What type of roles do you go out for?
Funnily enough, stressed out women who are at their breaking point are my favorite roles to play. I love being in despair because it’s a good way to work through my own life traumas. I’ve learned the most from roles where I’ve had to completely surrender myself to overwhelming emotions. It might sound odd, but I love having breakdowns. I didn’t let myself feel for a long period of my life, so it’s great to let someone else feel them for me.
What is the best acting note you have received?

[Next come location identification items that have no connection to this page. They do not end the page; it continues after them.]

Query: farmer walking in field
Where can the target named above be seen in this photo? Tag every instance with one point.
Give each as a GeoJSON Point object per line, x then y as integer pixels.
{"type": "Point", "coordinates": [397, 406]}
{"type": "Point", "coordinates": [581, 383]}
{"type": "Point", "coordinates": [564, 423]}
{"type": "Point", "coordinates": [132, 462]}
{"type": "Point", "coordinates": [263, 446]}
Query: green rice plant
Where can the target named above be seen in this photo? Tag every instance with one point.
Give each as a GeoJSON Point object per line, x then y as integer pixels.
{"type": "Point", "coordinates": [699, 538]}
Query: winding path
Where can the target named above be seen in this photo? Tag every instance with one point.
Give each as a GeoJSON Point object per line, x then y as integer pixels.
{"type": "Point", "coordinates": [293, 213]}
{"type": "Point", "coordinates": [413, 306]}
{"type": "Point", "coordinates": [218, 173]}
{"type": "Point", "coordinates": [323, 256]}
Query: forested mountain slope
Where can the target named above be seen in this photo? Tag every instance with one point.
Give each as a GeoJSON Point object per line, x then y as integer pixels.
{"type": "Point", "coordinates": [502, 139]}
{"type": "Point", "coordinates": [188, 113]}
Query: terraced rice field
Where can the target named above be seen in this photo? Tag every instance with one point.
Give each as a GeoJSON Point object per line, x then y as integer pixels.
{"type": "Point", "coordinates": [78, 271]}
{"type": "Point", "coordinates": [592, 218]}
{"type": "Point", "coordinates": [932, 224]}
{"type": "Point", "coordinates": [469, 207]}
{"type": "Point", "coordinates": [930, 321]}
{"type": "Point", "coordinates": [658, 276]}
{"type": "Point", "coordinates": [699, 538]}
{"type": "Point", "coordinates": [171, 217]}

Let it go. You can’t carry things with you when you’re acting. Leave your personal life at the door. And leave your acting life in the rehearsal room. A well balanced human makes a good actor.
How are you keeping busy during this quarantine period?
I’ve been in Reno Nevada with a friend and her family for most of it, so I’ve been a little homesick. I’ve been sharing as much information as possible to help current social justice movements. Also, like many people, we’ve taken to crafting and I’ve been painting quite a lot. It’s nice to get back into it. Sometimes at sunset, I’ll go into their roof and sit for a spell just to absorb my surroundings. I swear Reno has the most beautiful sky I’ve ever seen. I’m traveling to the east coast to see my family in July. I’ll be taking every precaution, of course.
What is your favorite play?
It would have to be a tie between Steel Magnolias by Robert Harling and Boy Gets Girl by Rebecca Gilman. Laughter through tears is my favorite emotion.
What is your favorite movie?
Without a doubt it’s Princess Bride. I watched it every night to fall asleep to when I was a kid.
What advice would you give to an actor starting out?
Listen. Do your research. Let go. Get out of your own way. Don’t give up on yourself. Don’t be a jerk. Be on time.